In summary, we’ve covered a lot of ground on how to make the most out of your practice tests for the MBLEx exam. We started by highlighting the numerous benefits of using them, such as identifying your strengths and weaknesses and getting a feel for the exam format. We then presented five specific strategies like establishing a baseline with an initial practice test, using content area quizzes for targeted review, practicing pacing with mini-exams, and even taking tests in less-than-ideal settings to build resilience against distractions.
We also discussed the modular approach, which focuses on thoroughly understanding each topic on its own before combining them for a well-rounded review. But remember, practice tests are only as good as how you use them, so be mindful of common mistakes like not reviewing your errors or waiting until the last minute to start using them. All in all, practice tests are a versatile and effective tool that, when used correctly, can significantly boost your chances of exam success.
How often should I take practice tests while preparing for the MBLEx?
Aiming for at least one full-length practice test per week is a good start, in addition to 5-10 shorter quizzes. As your test date nears, consider increasing this frequency. Regular assessments help reinforce your learning and highlight areas needing more focus.
Are the questions on practice tests similar to those on the actual MBLEx?
While the practice tests here on MBLExGuide aim to mimic the format and style of the MBLEx, they are not the exact same questions. They are designed to cover the same topics and give you a feel for the type of questions you can expect on the actual exam. *No MBLEx test prep provider uses the actual exam questions. Even the practice test from the FSMTB does not use the actual exam questions.
When should I start taking practice tests (how long before my test date)?
Begin taking practice tests at least 2-3 months before your MBLEx date. This gives you ample time to identify and strengthen any weak areas, adjust your study strategy, and build confidence for the FSMTB exam. If you are not in a hurry or have limited time per week to study, you may want to begin even earlier.
Can practice tests help if I’ve failed the MBLEx before and am retaking it?
Absolutely.
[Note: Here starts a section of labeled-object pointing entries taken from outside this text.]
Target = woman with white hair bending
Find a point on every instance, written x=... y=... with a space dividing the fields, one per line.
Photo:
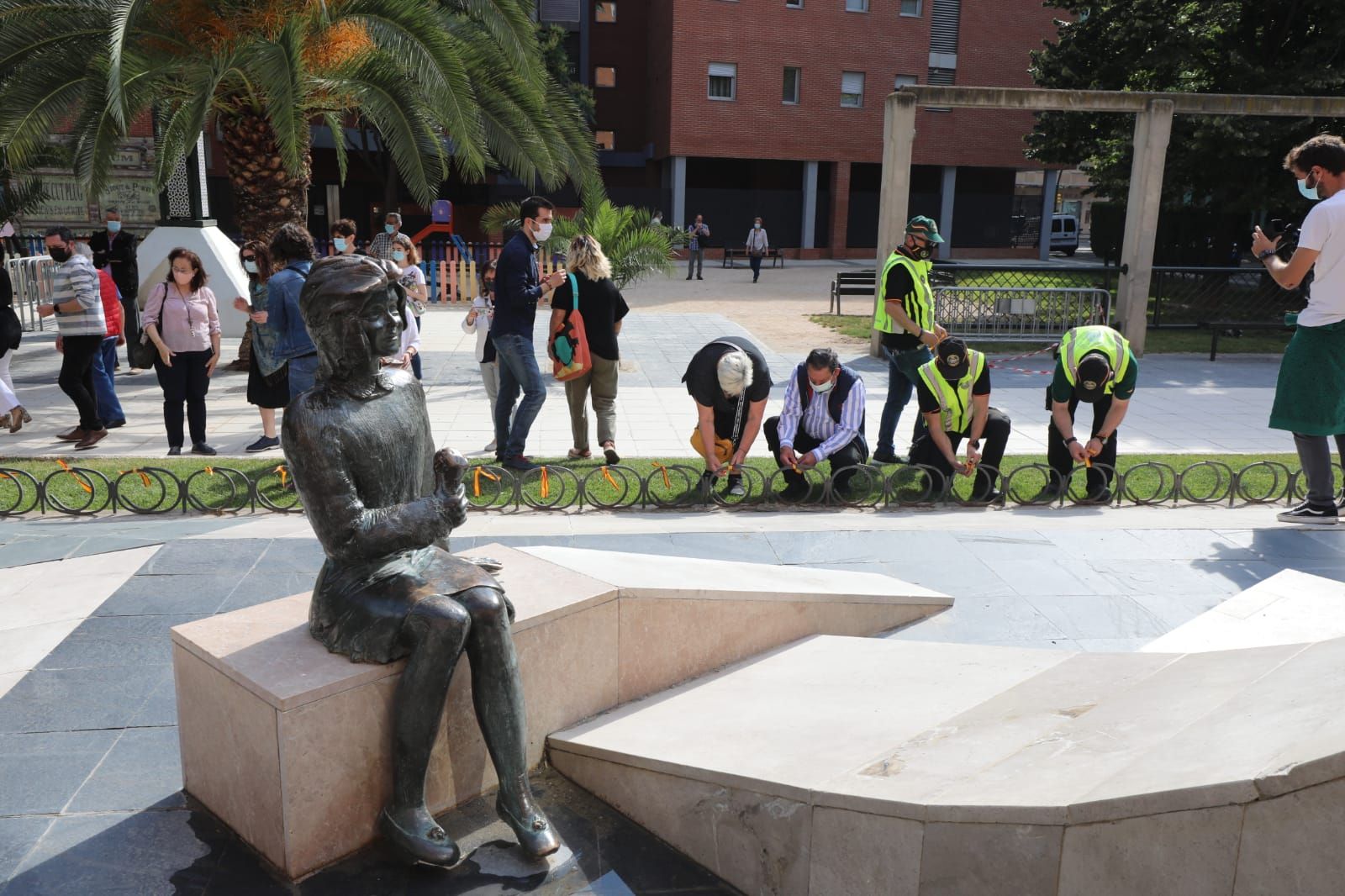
x=602 y=306
x=730 y=381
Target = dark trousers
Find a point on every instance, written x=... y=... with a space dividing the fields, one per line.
x=1058 y=455
x=994 y=439
x=187 y=382
x=842 y=461
x=129 y=323
x=76 y=377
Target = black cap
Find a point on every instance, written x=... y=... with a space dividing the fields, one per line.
x=952 y=358
x=1091 y=377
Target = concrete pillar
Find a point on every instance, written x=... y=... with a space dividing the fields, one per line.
x=679 y=192
x=1049 y=182
x=899 y=138
x=840 y=208
x=1153 y=129
x=947 y=194
x=810 y=205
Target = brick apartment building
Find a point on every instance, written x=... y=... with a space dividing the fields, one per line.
x=773 y=108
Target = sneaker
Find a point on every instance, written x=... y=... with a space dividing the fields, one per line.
x=1308 y=515
x=91 y=439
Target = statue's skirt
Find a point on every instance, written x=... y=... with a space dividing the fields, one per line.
x=358 y=609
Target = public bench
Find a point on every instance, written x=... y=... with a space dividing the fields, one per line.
x=731 y=255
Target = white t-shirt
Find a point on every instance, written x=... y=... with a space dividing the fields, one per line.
x=1324 y=230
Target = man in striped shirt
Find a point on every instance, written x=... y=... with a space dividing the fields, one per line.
x=77 y=304
x=822 y=420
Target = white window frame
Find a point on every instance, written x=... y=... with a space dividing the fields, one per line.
x=844 y=93
x=798 y=87
x=723 y=73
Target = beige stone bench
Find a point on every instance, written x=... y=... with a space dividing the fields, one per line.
x=289 y=744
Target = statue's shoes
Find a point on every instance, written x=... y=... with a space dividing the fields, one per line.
x=434 y=846
x=535 y=835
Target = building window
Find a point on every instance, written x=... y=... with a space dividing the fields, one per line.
x=852 y=89
x=791 y=85
x=724 y=81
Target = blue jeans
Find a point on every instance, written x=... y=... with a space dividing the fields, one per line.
x=302 y=374
x=104 y=389
x=518 y=373
x=903 y=370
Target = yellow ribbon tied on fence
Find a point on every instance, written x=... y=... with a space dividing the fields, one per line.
x=477 y=479
x=665 y=472
x=74 y=475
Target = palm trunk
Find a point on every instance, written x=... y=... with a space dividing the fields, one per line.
x=266 y=194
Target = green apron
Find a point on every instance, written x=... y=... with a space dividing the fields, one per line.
x=1311 y=392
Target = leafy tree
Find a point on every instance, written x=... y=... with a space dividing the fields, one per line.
x=446 y=82
x=1295 y=47
x=636 y=248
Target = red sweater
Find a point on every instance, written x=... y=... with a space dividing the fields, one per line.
x=111 y=302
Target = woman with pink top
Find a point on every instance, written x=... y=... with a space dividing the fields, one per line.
x=182 y=322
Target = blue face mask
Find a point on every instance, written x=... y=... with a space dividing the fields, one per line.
x=1309 y=192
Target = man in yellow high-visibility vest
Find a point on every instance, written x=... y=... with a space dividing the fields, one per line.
x=1094 y=365
x=954 y=394
x=905 y=316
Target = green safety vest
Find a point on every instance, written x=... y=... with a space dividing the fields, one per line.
x=1100 y=338
x=920 y=309
x=954 y=398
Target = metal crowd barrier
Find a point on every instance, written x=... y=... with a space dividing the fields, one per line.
x=1019 y=314
x=31 y=279
x=154 y=490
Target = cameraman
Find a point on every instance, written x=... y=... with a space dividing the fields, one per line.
x=1311 y=392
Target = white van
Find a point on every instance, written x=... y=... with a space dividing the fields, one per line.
x=1064 y=235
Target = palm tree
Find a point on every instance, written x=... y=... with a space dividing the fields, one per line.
x=636 y=246
x=446 y=82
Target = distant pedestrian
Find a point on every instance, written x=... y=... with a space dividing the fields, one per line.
x=417 y=291
x=11 y=333
x=105 y=362
x=696 y=248
x=603 y=308
x=757 y=244
x=477 y=322
x=114 y=250
x=517 y=293
x=291 y=257
x=382 y=244
x=268 y=376
x=343 y=239
x=183 y=323
x=77 y=306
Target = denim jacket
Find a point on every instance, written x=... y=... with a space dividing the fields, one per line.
x=282 y=311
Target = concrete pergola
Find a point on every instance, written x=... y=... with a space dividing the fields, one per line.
x=1153 y=128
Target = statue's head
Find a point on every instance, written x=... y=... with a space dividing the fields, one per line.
x=353 y=307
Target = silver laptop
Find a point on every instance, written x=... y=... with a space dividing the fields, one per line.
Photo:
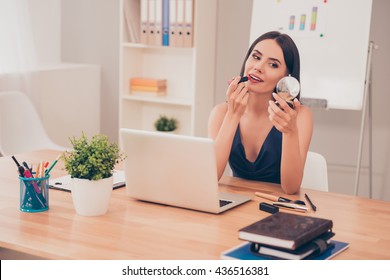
x=174 y=170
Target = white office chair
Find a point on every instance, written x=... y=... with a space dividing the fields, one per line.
x=21 y=129
x=315 y=174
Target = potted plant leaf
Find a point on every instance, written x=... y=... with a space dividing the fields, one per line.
x=163 y=123
x=91 y=165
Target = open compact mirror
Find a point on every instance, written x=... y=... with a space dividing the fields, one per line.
x=288 y=88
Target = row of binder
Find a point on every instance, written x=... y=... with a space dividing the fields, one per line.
x=160 y=22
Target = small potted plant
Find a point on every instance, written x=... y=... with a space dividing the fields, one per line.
x=91 y=165
x=163 y=123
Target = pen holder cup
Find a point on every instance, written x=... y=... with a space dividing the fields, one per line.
x=34 y=194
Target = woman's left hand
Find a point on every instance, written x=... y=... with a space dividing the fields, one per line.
x=282 y=116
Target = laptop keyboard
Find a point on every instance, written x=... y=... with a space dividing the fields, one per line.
x=224 y=202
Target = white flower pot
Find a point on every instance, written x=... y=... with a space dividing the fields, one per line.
x=91 y=198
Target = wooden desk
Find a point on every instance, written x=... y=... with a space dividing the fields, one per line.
x=139 y=230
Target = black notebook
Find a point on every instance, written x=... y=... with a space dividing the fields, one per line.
x=285 y=230
x=312 y=248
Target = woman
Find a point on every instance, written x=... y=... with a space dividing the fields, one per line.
x=262 y=140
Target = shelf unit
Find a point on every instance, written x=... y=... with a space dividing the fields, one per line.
x=190 y=75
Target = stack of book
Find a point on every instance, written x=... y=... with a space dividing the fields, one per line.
x=148 y=86
x=287 y=236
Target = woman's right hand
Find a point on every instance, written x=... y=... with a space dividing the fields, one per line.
x=237 y=97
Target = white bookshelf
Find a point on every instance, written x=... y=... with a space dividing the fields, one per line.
x=190 y=75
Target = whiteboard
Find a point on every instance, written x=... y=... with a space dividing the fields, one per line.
x=332 y=38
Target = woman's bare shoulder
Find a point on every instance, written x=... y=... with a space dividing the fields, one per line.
x=219 y=109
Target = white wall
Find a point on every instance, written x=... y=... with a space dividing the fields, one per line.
x=46 y=25
x=90 y=34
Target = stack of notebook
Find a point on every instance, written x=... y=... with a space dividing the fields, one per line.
x=287 y=236
x=148 y=86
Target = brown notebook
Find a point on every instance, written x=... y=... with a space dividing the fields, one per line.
x=285 y=230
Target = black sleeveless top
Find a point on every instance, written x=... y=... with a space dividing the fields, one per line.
x=266 y=167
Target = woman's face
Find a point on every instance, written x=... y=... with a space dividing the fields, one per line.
x=265 y=66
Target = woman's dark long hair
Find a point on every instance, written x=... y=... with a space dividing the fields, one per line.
x=290 y=52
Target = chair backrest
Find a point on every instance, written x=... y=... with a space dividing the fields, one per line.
x=21 y=129
x=315 y=174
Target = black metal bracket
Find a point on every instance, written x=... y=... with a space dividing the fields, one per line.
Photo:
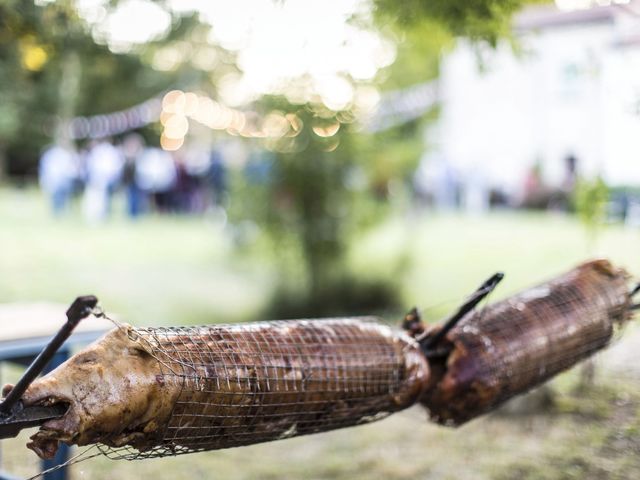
x=11 y=406
x=430 y=344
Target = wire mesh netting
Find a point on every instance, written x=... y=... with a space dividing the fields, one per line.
x=514 y=345
x=233 y=385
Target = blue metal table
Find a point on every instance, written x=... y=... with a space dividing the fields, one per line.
x=24 y=349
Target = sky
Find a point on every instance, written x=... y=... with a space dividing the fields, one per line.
x=277 y=43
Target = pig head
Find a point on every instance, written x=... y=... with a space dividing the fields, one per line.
x=115 y=393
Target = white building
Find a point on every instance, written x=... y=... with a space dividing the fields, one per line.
x=573 y=88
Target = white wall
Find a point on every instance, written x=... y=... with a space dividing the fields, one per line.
x=571 y=90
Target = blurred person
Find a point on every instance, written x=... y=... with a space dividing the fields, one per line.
x=156 y=175
x=104 y=165
x=217 y=178
x=132 y=148
x=58 y=172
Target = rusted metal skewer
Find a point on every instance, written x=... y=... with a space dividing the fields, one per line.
x=485 y=289
x=79 y=309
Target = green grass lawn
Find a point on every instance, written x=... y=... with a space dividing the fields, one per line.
x=186 y=270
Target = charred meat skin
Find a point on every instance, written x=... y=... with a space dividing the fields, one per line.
x=516 y=344
x=178 y=390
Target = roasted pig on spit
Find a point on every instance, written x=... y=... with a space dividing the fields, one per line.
x=147 y=392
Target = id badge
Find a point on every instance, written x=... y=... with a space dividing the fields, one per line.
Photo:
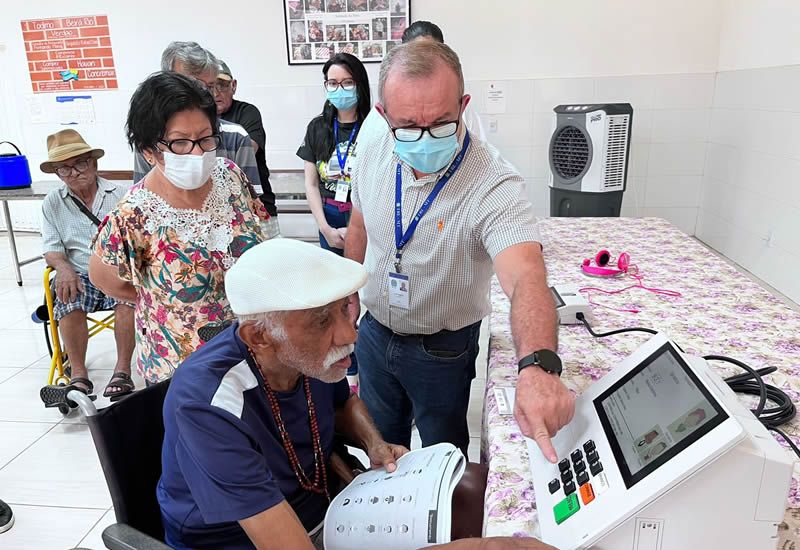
x=399 y=290
x=342 y=189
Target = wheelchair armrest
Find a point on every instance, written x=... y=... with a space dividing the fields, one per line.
x=120 y=536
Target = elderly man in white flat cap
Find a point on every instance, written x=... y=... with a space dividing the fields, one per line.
x=249 y=418
x=70 y=216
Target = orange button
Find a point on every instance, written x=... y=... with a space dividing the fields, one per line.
x=587 y=493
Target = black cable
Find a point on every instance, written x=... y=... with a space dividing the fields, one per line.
x=582 y=319
x=752 y=383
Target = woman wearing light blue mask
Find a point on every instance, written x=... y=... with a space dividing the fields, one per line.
x=327 y=150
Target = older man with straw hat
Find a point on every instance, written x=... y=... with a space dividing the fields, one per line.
x=70 y=216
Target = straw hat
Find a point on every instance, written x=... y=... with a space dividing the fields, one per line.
x=65 y=145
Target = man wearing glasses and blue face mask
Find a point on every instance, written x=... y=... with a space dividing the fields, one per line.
x=430 y=253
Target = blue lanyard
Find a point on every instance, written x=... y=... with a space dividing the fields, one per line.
x=400 y=238
x=339 y=156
Practice tests can pinpoint areas you struggled with in your previous attempt. They’ll also help you get used to the test format, potentially reducing anxiety and improving your performance the second time around. We’ve had many members preparing to retake the MBLEx, who reported that they wish they found MBLExGuide the first time around.
How do I balance between practice tests and other study methods, like flashcards or studying my notes?
There are several ways that you could divvy up your study time. One way is to allocate specific days or sessions for each study method. For instance, Mondays for flashcards, Wednesdays for note reviews, and Fridays for practice tests. Alternatively, you could block off some time for each study method on each day. For example, 30 minutes reviewing notes, 30 minutes using flashcards, 30 minutes taking practice tests, and 30 minutes reviewing anything you missed on the practice tests. This structured approach ensures you’re getting the benefits of each method.